Over the course of the first week after the quake, the multi-city team accounted for all but six of the 2,000 Americans thought to be in Christchurch at the time, issued almost 200 emergency replacement passports, fielded more than 1,500 American citizen inquiriesm managed air, ground, and sea evacuations of several hundred people, and arranged accommodations, food, and loans for those in need.
I have special praise, though, for my colleagues who stayed in Christchurch when the rest of the Partnership Forum evacuated -- Mike Layne (Economic Officer / Mission Disaster Relief Officer), Dana Deree (Consular Officer), Josh Greene (Security Officer), Mary-Lou Forrest (Management Specialist), Janine Burns (Media Specialist), Laura Scandurra (Agricultural Attache), Shauna Mendez (Librarian), Adrian Pratt (Public Affairs Officer), Tracey Zemanek (Finance Specialist), and Michele Petersen (our Department of State Desk Officer visiting from Washington).
Whatever their normal job descriptions, they came together as a team and did what was necessary -- with only the clothes on their backs and the tools they had with them when the quake struck. As I told them when I returned to Christchurch on February 24, it was a blessing that they were in Christchurch.
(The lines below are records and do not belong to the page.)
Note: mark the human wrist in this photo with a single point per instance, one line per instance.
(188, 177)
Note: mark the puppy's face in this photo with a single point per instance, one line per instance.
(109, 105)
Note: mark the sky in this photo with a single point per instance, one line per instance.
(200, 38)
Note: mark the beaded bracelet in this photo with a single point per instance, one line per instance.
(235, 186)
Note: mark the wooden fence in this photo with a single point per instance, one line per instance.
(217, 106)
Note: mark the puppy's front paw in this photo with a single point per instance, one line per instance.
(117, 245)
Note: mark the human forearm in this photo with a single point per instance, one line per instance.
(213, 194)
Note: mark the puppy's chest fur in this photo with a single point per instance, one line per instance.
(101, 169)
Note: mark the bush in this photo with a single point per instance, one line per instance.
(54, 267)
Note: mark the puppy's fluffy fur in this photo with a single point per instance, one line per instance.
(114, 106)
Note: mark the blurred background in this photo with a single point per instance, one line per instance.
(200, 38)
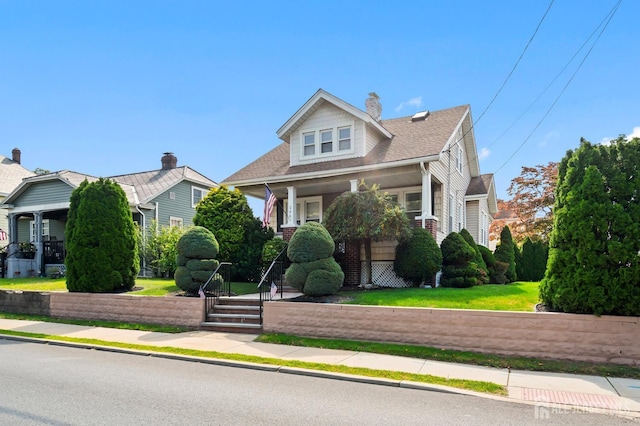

We had exactly the right people in the right place at the right time to do the job we had to do.
That night (the 24th) -- in perhaps the emotional high point of the week -- much of the team and I stood on the tarmac at Christchurch airport and watched a chartered United Airlines 747 land with a six-person U.S. Government Disaster Assistance and Rescue (DART) team, an 84-person Los Angeles County Fire Department Urban Search and Rescue (USAR) team, and 40 tons of supplies and high-tech equipment. We drove with the team to Latimer Square where they built their encampment and began to deploy to collapsed buildings in the city.
As I write this, we continue our efforts.
Our search and rescue team is currently deployed in the 18-story Forsyth Barr Building, working to recover victims believed to be in the collapsed stairwell. The majority of the 90 American rescuers who flew in will remain at least another week, until the Government of New Zealand runs out of tasks to assign them.
We have made our U.S. Army Corps of Engineers available to New Zealand authorities to discuss the upcoming demolition work required to bring down and remove irremediably damaged structures.
We are fielding multiple other requests and offers from government, philanthropic, and private sources, and attempting to add value by screening and matching offers to needs.
We will be sending an embassy/consulate team back to Christchurch this week to do another round of AmCits activities, including the most difficult task a Consular Officer can face.
And we'll keep at it as long as needed. Because that's why we're here.